Although many of these investigations are still ongoing, we have seen a year-on-year increase in the number of fining decisions, and some significant fines. The French Competition Authority was one of the first national authorities in Europe to sanction no-poach agreements in 2017, as an ancillary part of a wider probe into alleged cartel behavior (predominantly price-fixing) by several floor coverings manufacturers.

Meanwhile, the highest fine has come from the Portuguese authority in 2022. In its first-ever decision against labor market practices, it fined 31 football clubs and the national football league fines totaling €11.3 million for agreeing not to hire players who unilaterally terminated their employment contracts between 2019 and 2020 due to the covid-19 pandemic. While the number of fining decisions has steadily increased, this fine means that 2022 was a record year for total fines. It has recently been reported that – in the first instance of its kind relating to alleged labor markets – the EU Court of Justice has been asked to rule on whether this arrangement restricted competition “by object” (i.e. regardless of any anti-competitive effect), and whether the special nature of sport could mean that any restrictions were justified.

Total number of no-poach/no-hire/wage-fixing fining decisions outside of the US (2017-2023)*

*Based on publicly available information on relevant investigations

Total no-poach/no-hire/wage-fixing fines outside of the US (EUR millions) (2017-2023)*

*Based on publicly available information on relevant investigations. We have not included any amount regarding the above-mentioned French Competition Authority’s 2017 fining decision since the proportion of the fine attributable to the HR-related practices is not publicly available.

The Year Ahead: Non-Compete Clauses

On January 5, 2023, the FTC issued a Notice of Proposed Rulemaking that, if it takes effect as is, would purport to effectively ban non-compete clauses from almost all employment contracts. The FTC is not expected to vote on the proposed rulemaking until April 2024. Once finalized, the rule would come into effect 60 days following publication by the FTC in the Federal Register and companies would have to be in compliance 180 days after publication. Any final FTC rule is likely subject to significant legal challenges, and may be suspended and/or invalidated by the courts.

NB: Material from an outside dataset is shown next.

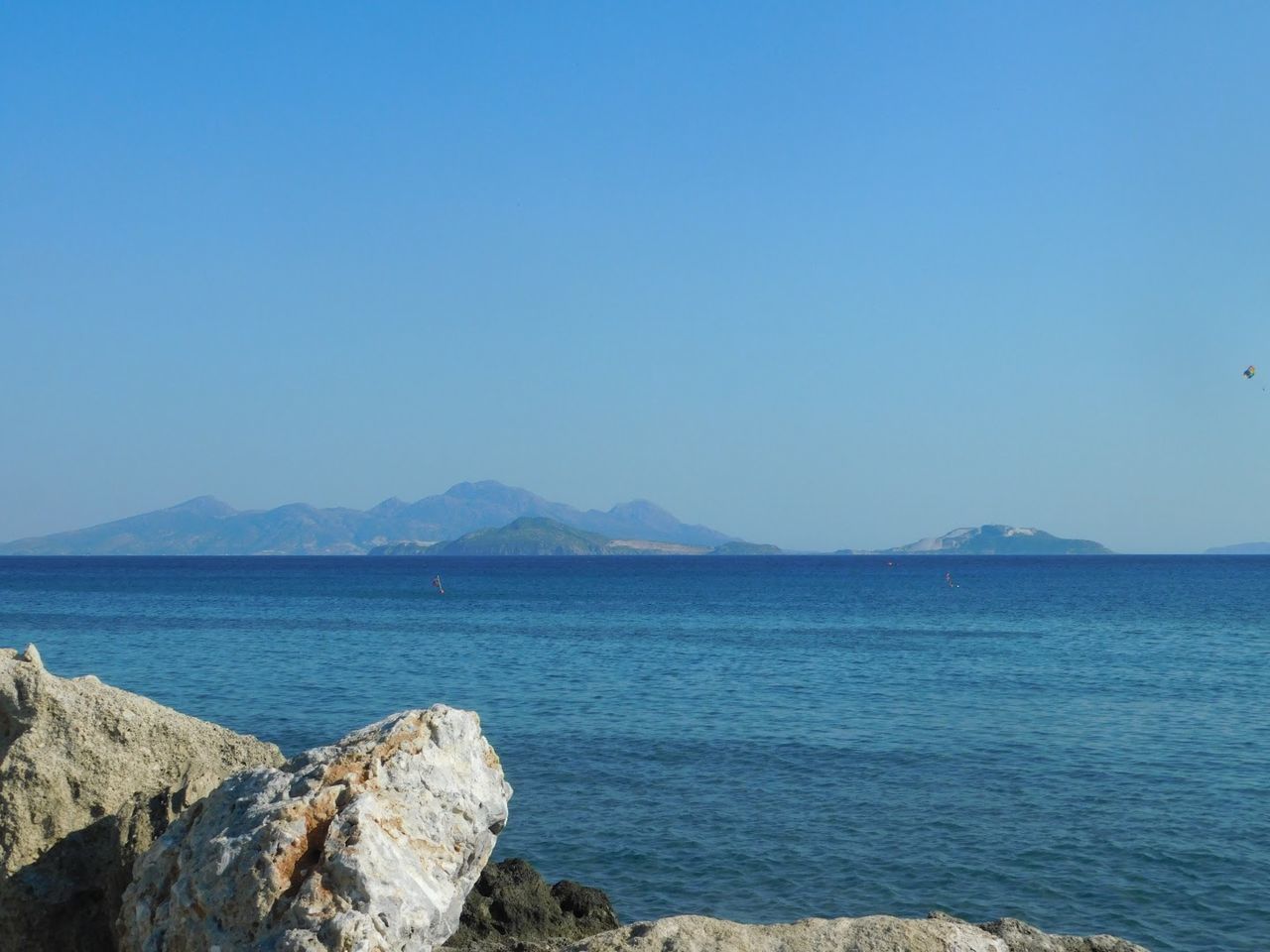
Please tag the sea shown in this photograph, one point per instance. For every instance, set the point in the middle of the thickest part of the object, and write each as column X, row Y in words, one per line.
column 1079, row 742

Meanwhile, the UK Government has announced plans to reduce the maximum length of non-compete clauses in employee and worker contracts from twelve to three months – a “direction of travel” endorsed by the UK Competition and Markets Authority following its recent report on Competition and market power in UK labour markets. It is not clear whether the proposals would apply to pre-existing agreements, as with the FTC’s proposal. The anticipated timing also remains to be seen, with the Government legislating “when parliamentary time allows”.

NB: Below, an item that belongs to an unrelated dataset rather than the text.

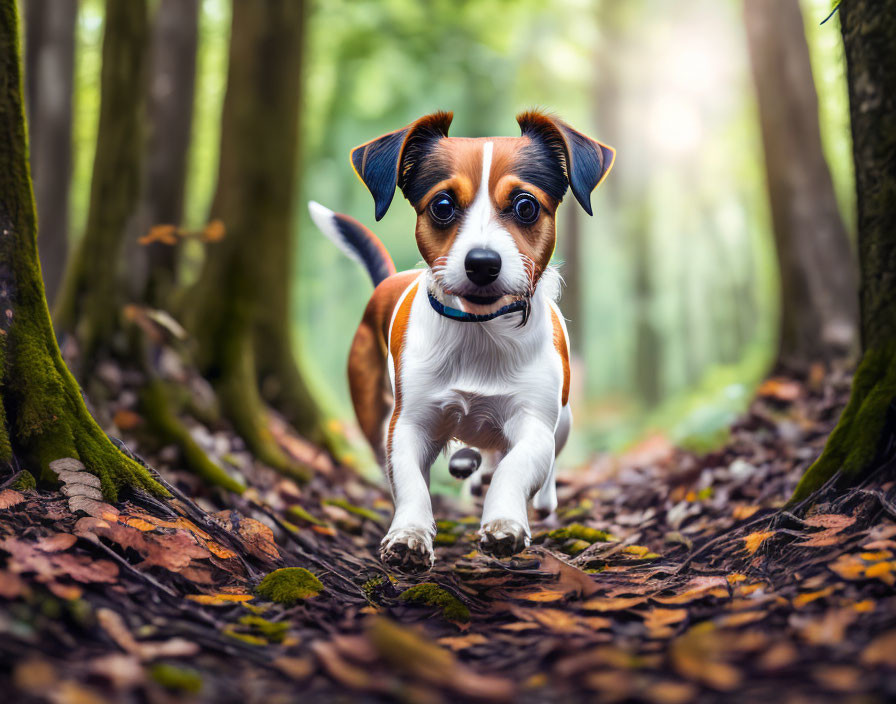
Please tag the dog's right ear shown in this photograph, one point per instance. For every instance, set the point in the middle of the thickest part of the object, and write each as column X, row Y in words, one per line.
column 379, row 162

Practical steps to mitigate increased risks

Given the heightened and evolving antitrust risks associated with HR practices including no-poach, no-hire, and wage-fixing agreements, and the potentially serious sanctions for breaches, employers should take steps to mitigate risk, such as:

  1. Include antitrust counsel when auditing employment and equity agreements to get the full picture about what agreements there are and whether they raise antitrust risk.
  2. Update antitrust compliance policies to address potential labor risks and adapt training to cover HR, recruitment, and M&A teams dealing with employment issues.
  3. Establish robust internal reporting processes to allow staff to report potentially problematic labor practices, and seek legal advice when potential issues are discovered to help determine the best path forward.